ネットショップ運営が軌道に乗り始めたとき、日々の発送オペレーションの戦力増強も同時に手を売っていくことが、ビジネス成長の大きなポイントです。
成功するECは、品揃え・キャンペーン・CRMといった本業により特化し、物流や顧客サポートは外注で組み立てるシナリオが一般的です。

発送業者を比較する際、以下のようなポイントを重点的にチェックします。

小ロットへの対応度

ネットショップ立ち上がり期の発送代行の一番の特徴は業界水準比でロットが小口であることです。
物流アウトソーシング事業者の手がけている案件規模は業者によってまちまちです。一概に小口は軽視されるということはなく、物理的な倉庫スペース(建物スペースと既存取引で決まります)や、マンパワーの兼ね合いで、小ロットの顧客に限って受け入れ可能、というケースも多々あります。
ロット適合性を効率良く比較評価するためには、あらかじめ自社の販売実績を整理してまとめておくことが重要です。見積もり依頼時に、同じ情報を各業者に提供することで初めて的確な比較が可能になるため下準備は欠かせません。

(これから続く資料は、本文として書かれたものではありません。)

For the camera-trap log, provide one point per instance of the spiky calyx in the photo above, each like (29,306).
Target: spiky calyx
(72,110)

荷物の物量に関する主要な尺度には以下のようなものがあります。
・ピーク時、平時の出荷個数
・入荷頻度
・品目、アイテム数

保管条件

温度帯管理など、販売アイテムの保管に注意すべき条件がある場合は、その点も比較ポイントになります。
条件が具体化している場合は、その点を質問事項として聞きます。
逆に業者から類似アイテムの取り扱い実績や顧客業種を聞く、という手もあります。条件の明確化が難しく伝えづらい場合や、ショップ内で注意してきたレベルの条件を確認する際に有効です。

梱包の”幅”を確認する

通販・ネットショップ特有の重要ポイントとして「似姿・梱包で希望どおりのことを実現できるか?」というものがあります。
とくに、店舗をもたないEC専業のビジネスでは、届いた商品そのものが”顔”ですから、ギフトラップ・資材持ち込み・パック商品企画・販促物の封入など、ショップ独自の差のつく企画の幅は気になるポイントでもあります。
比較にあたり、過去のパッケージ展開例などを整理しておき、どのような点に関心を持つショップなのかが伝わることを意識しましょう。
「ご要望とあれば何でもできます」以上の情報を引き出すには、具体的な実例をヒアリングすることが有効です。
アウトソーシングの1つのメリットとして、安定した流通加工スキルを利用できる可能性もあります。

価格など総合評価

ネットショップならではの代行業者の評価ポイントを考慮にいれておくことは、失敗しないパートナー選びに役立ちます。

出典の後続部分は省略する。